Why are you in this or that business?

Very few of us venture into a business just because we want to look good and make money; the truth is that we do it or found a company because we find a niche that we can serve and we get paid. This is the business 101: you provide a valuable service or product that people are willing to pay for.

Essentially, this is the central thesis of Clayton Christensen’s latest book, Competing Against Luck.

As a Harvard Business School professor, Christensen packages the whole business 101 into fanciful theory called “Jobs to be done” theory; what jobs do your customer hire your products to do? The book comes with case studies on how he applies this theory in order to identify and solve customer needs.

Truth to be told, I have no qualms about the “Jobs to be done” theory proposed by Christensen; basically it is just a rehash of business 101: you have to provide valuable service/products that people are willing to pay for, and understanding what are the jobs your customers hire your products for is a necessary prerequisite to provide valuable products.

What I do find hard to swallow is the grandiose claim that this “Jobs to be done” theory makes innovation predictable, and that this theory is being sold as a panacea to anyone, whether you are an established entrepreneur or just a wannabe entrepreneur ( wantrepreneur), as if it should be treated on par with scientific theory. To me any kind of management theory is at best a descriptive ( and not prescriptive) framework, and can never “solve” innovation once and for all.

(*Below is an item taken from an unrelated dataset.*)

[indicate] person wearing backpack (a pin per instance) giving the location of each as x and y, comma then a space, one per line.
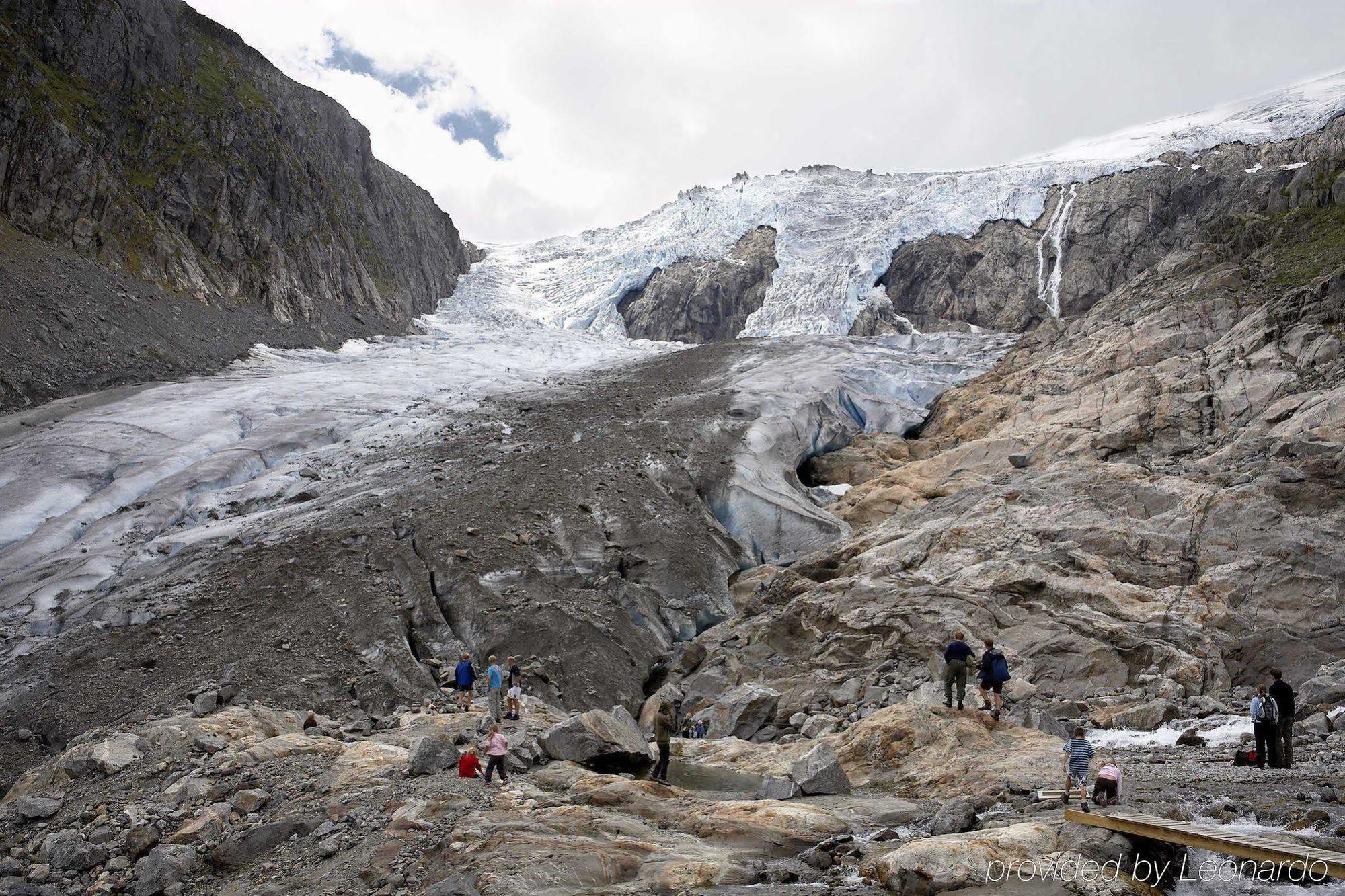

First, unlike scientific theory, whereby the subject studied cannot react against your theory( ie: the act of studying the cosmic system will not change it one little bit), management or social science theory can and do react against your theory, and tend to be self-defeating once it is popular enough. If you have a secret system that can beat the market, the moment it becomes a well known theory, it ceases to become useful. Similarly, any innovation theory that can result in predictable breakthrough will democratize “breakthrough” and make it more common. By definition, this is no longer a “breakthrough”.

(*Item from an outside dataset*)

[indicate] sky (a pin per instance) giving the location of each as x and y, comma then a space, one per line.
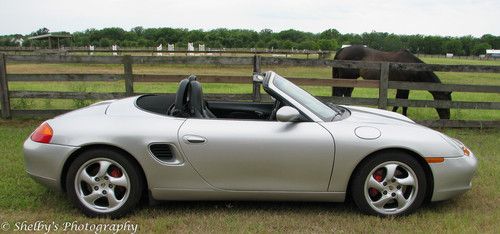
427, 17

Secondly, there are practical difficulties in applying this theory. This theory requires you to have a product that you can study how it is being used in the field and further iterate upon it, but a lot of times, wantrepreneur who starts with nothing simply doesn’t have this luxury. Wantrepreneur just have an idea and no product, so he can’t ask his customer for feedback. The quandary facing a wantrepreneur is a chicken-egg one; without customer feedback he can’t design the product, without the product he can’t obtain customer feedback. “Jobs to be done” theory doesn’t really help him in breaking out of this impasse.

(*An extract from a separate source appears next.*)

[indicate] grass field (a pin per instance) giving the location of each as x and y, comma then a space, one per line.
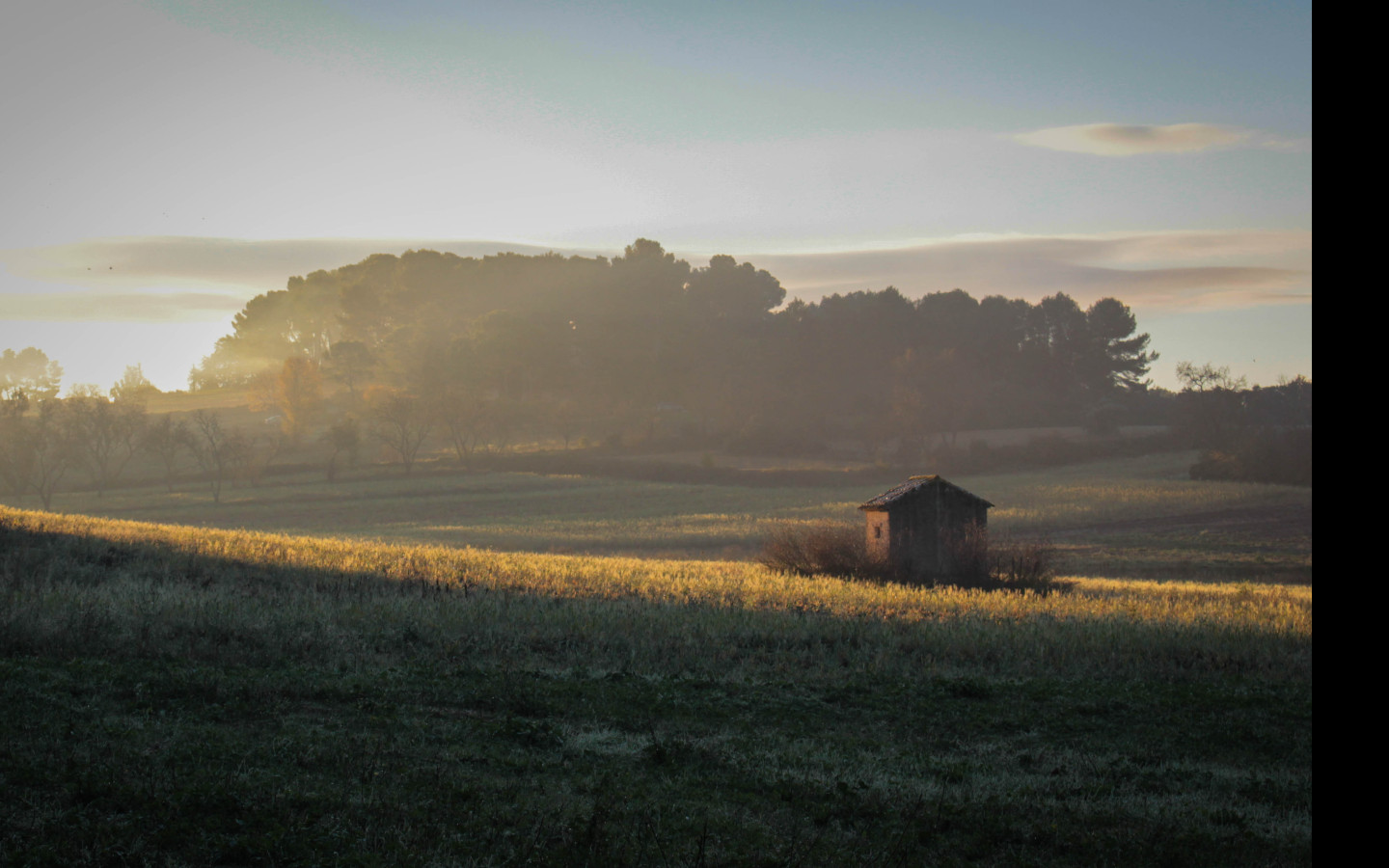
1123, 518
198, 696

Finally, it might be impractical for some to carry out such studies– it should be noted that Christensen consults or used to consult with big companies with astronomical marketing research budgets, and his books are geared towards this target audience, not your usual SMEs. They can afford to throw the money at the problem by spending a lot of resources in getting to the right questions ( and the “Jobs to be Done” theory does seem to provide a useful framework for them). However, normal SMEs simply don’t have this luxury; to understand the true desire of the customers might just be too expensive for them; the SMEs just have to go by their gut, and to take risks in their approach. “No risk, no return” is just a normal fate faced by a lot of SMEs.

The last point is especially important to remember when you are reading business books. Depending on who you are, not all business books are written for your consumption. A lot of business books are written mainly ( or even only) for big corporations consumptions, because they are the ones who can afford to engage the business school professors for speaking or consulting engagements. The opportunities for speaking and consulting engagements give the professors further incentives and opportunities to study on the problems that exist on the scale of big businesses, and thus, the management theories that made their way to books, journals and blog posts are enhanced only along that dimension. The applicabilities of such theories outside of big businesses must then be called into question.

So next time you read any non-fiction book, before and after reading, ask yourself, in what context is the author saying all these? Where is he coming from? Who is his target audience? What are his assumptions? Asking these questions will enable you to make the most out of the book, and prevent you from blinding applying the recipes that might not be suitable in your situation.